Pirucha se dio media vuelta y salió de la habitación maldiciendo por lo bajo. Mario se dio cuenta que la trató mal sin sentido y salió tras ella para pedirle disculpas a su manera:
-Che, Pirucha, no te calentés! Estoy nervioso, no te das cuenta? Este viejo del fondo con ese limonero y ese santo de mierda me van a tirar la pared en cualquier momento!
-Y entonces qué hacías leyendo esos libros del año del ñaupa?
- Encontré la leyenda de ese Gauchito Gil que anda haciendo negocios con Don Eusebio. Son todas pavadas…querés que te la lea?
-No viejo, dejame de hinchar que tengo que hacer la comida!

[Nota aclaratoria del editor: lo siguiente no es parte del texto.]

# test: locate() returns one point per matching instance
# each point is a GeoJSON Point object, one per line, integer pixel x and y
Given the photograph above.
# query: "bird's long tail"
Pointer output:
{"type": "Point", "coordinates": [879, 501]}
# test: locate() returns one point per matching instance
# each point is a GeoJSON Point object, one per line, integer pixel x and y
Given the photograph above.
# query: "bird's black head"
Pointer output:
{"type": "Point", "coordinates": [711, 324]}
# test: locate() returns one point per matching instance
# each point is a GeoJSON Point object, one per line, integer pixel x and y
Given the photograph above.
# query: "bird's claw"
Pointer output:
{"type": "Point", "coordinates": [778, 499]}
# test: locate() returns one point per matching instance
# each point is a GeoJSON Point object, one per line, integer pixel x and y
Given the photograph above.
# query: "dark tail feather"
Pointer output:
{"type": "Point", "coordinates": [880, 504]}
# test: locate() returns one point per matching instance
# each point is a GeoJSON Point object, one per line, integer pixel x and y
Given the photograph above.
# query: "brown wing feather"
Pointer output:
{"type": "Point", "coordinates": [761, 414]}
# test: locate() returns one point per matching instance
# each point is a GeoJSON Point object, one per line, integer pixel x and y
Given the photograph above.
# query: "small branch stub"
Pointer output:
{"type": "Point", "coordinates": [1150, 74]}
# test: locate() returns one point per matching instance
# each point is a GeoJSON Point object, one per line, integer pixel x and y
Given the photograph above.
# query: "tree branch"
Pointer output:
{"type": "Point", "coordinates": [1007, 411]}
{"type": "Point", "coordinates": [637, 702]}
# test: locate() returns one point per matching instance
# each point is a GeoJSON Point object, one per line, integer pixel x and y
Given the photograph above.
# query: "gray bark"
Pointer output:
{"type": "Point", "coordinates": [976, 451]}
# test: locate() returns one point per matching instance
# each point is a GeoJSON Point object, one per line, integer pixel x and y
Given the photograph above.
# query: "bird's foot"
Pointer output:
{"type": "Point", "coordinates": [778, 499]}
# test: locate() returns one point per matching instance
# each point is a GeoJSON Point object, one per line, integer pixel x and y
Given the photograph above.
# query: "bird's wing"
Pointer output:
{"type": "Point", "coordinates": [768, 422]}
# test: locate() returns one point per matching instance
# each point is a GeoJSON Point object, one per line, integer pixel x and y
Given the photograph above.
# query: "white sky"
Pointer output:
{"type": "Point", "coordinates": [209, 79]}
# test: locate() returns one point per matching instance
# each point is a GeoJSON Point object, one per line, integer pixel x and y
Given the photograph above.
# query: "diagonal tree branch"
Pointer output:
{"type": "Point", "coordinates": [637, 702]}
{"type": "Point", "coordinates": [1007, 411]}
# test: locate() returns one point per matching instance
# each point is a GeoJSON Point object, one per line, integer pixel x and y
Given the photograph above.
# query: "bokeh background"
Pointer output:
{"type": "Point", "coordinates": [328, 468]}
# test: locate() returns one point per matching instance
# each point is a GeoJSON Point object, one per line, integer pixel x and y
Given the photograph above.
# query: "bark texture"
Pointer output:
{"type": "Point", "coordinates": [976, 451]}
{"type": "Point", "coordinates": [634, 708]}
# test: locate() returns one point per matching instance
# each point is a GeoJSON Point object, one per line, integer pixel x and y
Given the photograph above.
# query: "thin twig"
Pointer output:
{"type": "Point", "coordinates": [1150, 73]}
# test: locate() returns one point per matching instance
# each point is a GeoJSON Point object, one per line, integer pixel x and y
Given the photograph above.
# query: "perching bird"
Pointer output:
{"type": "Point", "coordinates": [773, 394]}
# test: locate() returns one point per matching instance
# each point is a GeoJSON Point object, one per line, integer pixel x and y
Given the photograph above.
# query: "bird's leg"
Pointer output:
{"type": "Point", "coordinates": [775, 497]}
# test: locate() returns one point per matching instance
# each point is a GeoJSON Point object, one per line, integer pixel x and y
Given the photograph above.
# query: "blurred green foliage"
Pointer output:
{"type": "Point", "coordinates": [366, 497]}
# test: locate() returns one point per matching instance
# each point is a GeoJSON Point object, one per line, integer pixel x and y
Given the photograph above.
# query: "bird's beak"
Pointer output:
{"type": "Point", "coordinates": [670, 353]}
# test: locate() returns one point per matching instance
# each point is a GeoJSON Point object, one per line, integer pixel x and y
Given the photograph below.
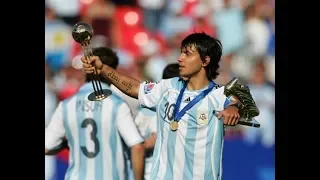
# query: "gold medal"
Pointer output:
{"type": "Point", "coordinates": [174, 125]}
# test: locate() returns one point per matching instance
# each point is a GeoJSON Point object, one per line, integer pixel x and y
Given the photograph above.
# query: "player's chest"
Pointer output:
{"type": "Point", "coordinates": [143, 123]}
{"type": "Point", "coordinates": [198, 115]}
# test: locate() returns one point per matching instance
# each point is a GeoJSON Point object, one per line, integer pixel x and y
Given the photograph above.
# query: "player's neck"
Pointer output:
{"type": "Point", "coordinates": [197, 82]}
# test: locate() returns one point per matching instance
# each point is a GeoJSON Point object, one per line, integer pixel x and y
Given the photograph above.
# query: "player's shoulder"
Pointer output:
{"type": "Point", "coordinates": [173, 83]}
{"type": "Point", "coordinates": [217, 89]}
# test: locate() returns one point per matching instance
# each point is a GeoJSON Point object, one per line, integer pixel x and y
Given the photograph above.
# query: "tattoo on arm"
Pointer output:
{"type": "Point", "coordinates": [113, 77]}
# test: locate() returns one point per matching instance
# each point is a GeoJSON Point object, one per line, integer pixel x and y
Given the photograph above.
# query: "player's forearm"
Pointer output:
{"type": "Point", "coordinates": [137, 159]}
{"type": "Point", "coordinates": [126, 84]}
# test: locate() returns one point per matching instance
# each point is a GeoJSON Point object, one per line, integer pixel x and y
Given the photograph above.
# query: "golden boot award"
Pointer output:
{"type": "Point", "coordinates": [248, 108]}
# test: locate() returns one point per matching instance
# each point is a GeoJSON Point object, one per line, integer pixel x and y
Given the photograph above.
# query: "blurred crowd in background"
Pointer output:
{"type": "Point", "coordinates": [146, 34]}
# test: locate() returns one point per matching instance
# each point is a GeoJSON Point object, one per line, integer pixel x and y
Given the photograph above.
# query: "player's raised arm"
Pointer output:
{"type": "Point", "coordinates": [126, 84]}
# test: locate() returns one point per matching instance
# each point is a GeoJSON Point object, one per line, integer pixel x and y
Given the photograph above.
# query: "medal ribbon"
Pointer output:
{"type": "Point", "coordinates": [178, 115]}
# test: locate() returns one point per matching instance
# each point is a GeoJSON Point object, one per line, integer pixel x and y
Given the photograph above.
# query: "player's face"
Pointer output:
{"type": "Point", "coordinates": [189, 62]}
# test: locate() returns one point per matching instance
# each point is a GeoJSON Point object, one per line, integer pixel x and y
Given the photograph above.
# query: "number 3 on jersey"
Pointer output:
{"type": "Point", "coordinates": [93, 137]}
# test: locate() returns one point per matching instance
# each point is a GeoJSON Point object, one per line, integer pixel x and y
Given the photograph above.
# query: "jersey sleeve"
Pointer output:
{"type": "Point", "coordinates": [55, 132]}
{"type": "Point", "coordinates": [149, 93]}
{"type": "Point", "coordinates": [153, 124]}
{"type": "Point", "coordinates": [126, 126]}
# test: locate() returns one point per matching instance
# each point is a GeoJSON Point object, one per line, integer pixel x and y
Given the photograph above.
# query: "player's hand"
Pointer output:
{"type": "Point", "coordinates": [89, 64]}
{"type": "Point", "coordinates": [231, 116]}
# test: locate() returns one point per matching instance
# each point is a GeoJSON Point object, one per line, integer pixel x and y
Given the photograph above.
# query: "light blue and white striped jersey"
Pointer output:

Ya acostados en la cama, Pirucha dio cuerda al reloj para que suene a las seis de la mañana. Se acercó a Mario, le dio un beso en la mejilla y le dijo: -Chau viejo, hasta mañana. Mario ni se dio cuenta del saludo de su mujer. Luego de haber leído la leyenda, había quedado sumergido en sus propios pensamientos. Estaba analizando qué camino debería tomar para no perjudicar a Don Eusebio (considerando que el árbol era su fuente de trabajo), pero tampoco quería esperar a que la pared se caiga y le provoque algún daño. -Todo por culpa de este gaucho gil de gomas! – se burló. Como no podía dormir, se bajó lentamente de la cama para no despertar a su mujer, buscó las chinelas en medio de la oscuridad y salió de la habitación tanteando las paredes. Una vez cerrada la puerta de la habitación, suspiró aliviado, prendió la luz de la cocina y buscó los fósforos para poner la pava al fuego. Mientras esperaba que el agua se caliente, se apoyó en el marco de la puerta que daba al jardín con los brazos cruzados, y se quedó mirando fijo la medianera. El jardín estaba iluminado por los rayos de luz de una luna llena, y de esta manera a Mario lo ayudaba porque había dejado los lentes en la habitación. Aunque le pareció curioso que el limonero se asomase a la pared más brillante que nunca.
Hasta el día de hoy Pirucha no sabe qué pasó con su marido. Cuando sus vecinos se acercan a tomar mate con ella para hacerle compañía, vuelve a relatar con la mirada perdida que aquella mañana se despertó, vio que su marido no estaba en la cama y pensó que se estaba bañando. Se bajó de la cama y caminó hacia el baño mientras se ponía el salto de cama. Como vio que Mario no estaba ahí pensó que ya estaba desayunando en la cocina. Abrió la puerta de la habitación y recordó haber sentido toda la casa helada porque la puerta del fondo estaba abierta. Se acercó hasta al jardín para cerrarla y ahí lo vio a Mario tirado, helado, con los ojos muy abiertos en dirección al limonero de Don Eusebio.